Un des plaignants est un universitaire éthiopien d'origine tigréenne, Abrham Meareg, dont le père, professeur de chimie à l'Université de Bahir Dar (nord-ouest), a été abattu le 3 novembre 2021 après des publications calomnieuses et appelant au meurtre sur Facebook, que la plateforme n'a pas retirées malgré plusieurs signalements.
Un autre est un membre éthiopien d'Amnesty International, Fisseha Tekle, vivant au Kenya depuis 2015. Cet auteur pour l'ONG de plusieurs rapports sur les violations des droits de l'homme durant le conflit a été victime de harcèlement en ligne.
Les plaignants, parmi lesquels figurent également l'association kényane de défense des droits humains Institut Katiba, réclament que Meta modifie l'algorithme de Facebook qui, selon eux, rend viraux les discours de haine.
"Les messages violents, haineux et dangereux remplissent tous les critères des messages que (cet algorithme) cherche à prioriser: ils suscitent la conversation, provoquent réactions et partages et motivent un va-et-vient dans la section des commentaires", relève la plainte, consultée par l'AFP.
Ils dénoncent également l'échec de Facebook à modérer les contenus signalés dans son pôle de Nairobi, qui couvre une vaste zone d'Afrique de l'Est et australe représentant 500 millions d'habitants.

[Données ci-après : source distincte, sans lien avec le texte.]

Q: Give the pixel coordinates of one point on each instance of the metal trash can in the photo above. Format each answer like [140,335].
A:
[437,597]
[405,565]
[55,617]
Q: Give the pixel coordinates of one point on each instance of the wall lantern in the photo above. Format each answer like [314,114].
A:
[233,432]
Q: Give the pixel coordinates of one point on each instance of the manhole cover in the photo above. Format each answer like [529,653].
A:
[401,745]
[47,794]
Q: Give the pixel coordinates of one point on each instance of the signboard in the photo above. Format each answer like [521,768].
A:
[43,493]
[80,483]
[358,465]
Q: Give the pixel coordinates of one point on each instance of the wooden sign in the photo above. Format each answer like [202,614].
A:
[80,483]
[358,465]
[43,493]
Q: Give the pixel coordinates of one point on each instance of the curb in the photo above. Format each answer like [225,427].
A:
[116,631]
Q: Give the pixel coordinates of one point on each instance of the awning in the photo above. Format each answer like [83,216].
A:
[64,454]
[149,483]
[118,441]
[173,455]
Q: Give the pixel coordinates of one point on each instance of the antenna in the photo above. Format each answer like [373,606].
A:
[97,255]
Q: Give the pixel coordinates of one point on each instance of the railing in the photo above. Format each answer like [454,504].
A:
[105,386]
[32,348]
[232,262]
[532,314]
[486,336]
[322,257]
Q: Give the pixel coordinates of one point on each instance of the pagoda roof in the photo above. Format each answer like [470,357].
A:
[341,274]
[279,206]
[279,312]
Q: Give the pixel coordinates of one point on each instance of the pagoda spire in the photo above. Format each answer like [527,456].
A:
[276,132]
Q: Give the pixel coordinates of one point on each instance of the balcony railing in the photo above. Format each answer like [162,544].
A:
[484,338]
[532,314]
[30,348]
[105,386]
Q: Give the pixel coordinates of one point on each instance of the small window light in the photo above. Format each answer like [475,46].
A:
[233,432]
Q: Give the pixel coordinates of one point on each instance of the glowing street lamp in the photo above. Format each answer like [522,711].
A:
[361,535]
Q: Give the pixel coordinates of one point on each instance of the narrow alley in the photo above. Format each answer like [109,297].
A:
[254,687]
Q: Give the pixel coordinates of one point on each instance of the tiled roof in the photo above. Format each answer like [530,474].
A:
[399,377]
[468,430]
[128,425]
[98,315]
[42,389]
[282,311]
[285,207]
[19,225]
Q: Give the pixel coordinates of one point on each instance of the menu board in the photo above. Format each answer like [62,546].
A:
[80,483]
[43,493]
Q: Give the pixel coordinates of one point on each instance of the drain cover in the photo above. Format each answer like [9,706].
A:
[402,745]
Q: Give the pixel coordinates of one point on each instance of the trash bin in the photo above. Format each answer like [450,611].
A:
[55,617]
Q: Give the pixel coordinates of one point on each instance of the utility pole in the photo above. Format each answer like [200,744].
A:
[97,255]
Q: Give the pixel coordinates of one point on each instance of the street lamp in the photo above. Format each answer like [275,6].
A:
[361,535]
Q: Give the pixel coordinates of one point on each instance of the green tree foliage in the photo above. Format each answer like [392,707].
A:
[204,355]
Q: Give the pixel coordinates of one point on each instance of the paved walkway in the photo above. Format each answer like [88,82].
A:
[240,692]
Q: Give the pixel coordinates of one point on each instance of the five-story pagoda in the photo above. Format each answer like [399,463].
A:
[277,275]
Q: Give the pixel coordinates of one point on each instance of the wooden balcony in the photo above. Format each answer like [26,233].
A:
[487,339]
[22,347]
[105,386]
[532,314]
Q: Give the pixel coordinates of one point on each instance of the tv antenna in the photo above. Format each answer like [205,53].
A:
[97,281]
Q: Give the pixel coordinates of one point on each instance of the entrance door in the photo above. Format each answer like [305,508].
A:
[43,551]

Il s'agit d'une "discrimination" envers le continent africain, estiment-ils, prenant pour comparaison les actions rapides prises par la plateforme aux Etats-Unis lors de l'attaque contre le Capitole du 6 janvier 2021.
Certains publications visant MM. Fisseha et Meareg sont toujours en ligne, souligne la plainte. Meta n'était pas joignable dans l'immédiat pour répondre à ces accusations. Les plaignants demandent aussi la création d'un "fonds de dédommagement" de 200 milliards de shillings kényans (environ 1,6 milliard de dollars) pour les victimes de haine et de violence incitées sur Facebook.
Pour Abrham Meareg, qui a fui cette année aux Etats-Unis, "si Facebook avait simplement arrêté la propagation de la haine et modérait correctement les publications, mon père serait toujours en vie".
"Je poursuis Facebook en justice pour que personne ne souffre plus jamais comme ma famille. Je demande justice pour des millions de mes compatriotes africains blessés par les profits de Facebook, et des excuses pour mon père", déclare-t-il dans un communiqué de l'association spécialisée dans les nouvelles technologies Foxgloves, qui soutient la plainte.
L'AFP est un partenaire de Meta, fournissant des services de vérification des faits en Asie-Pacifique, en Europe, au Moyen-Orient, en Amérique latine et en Afrique.